Services have experienced the most growth: net revenue in GSF rose slightly despite adverse conditions,

and for services for investment funds the transaction figure rose by 20 percent to 6.4 million.



We are also very strong on the financial side despite declining volumes, and due to our excellent credit

rating we were able to secure long-term funding at very favourable conditions in 2012. That means we

can repay more expensive existing financial liabilities in part this year and complete refinancing in the

current year. This will reduce our interest burden overall and have a positive impact on our earnings in

2013 and 2014.



In addition to our efforts to achieve growth, we have built up a reputation in the market for our forward-

looking cost management. With our measures for improving operating efficiency, we have anticipated the

change in our market conditions and the cyclical headwind earlier than our competitors. Amongst the

major stock exchange organisations worldwide, we are the only one to have effectively lowered operating

costs between 2007 and 2011.



We will continue this strict cost discipline in future in order to retain the necessary flexibility for

investments. We therefore now plan on savings of around €70 million annually in our staff and material

costs. We intend to achieve this target by 2016.

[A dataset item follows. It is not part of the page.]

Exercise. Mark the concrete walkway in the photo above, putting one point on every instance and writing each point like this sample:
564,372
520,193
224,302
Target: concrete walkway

Material costs are the largest part of the programme, accounting for some €40 million. This will primarily

consist in reducing expenses for external consulting and IT operating costs.



We aim to reduce staff costs by €30 million by giving approximately 200 employees and about 50

managers the opportunity to participate in a voluntary redundancy scheme.



We will provide between €90 and 120 million to implement this programme. This is an investment in our

competitiveness and future sustainability which, based on the full savings, will pay for itself in less than

two years.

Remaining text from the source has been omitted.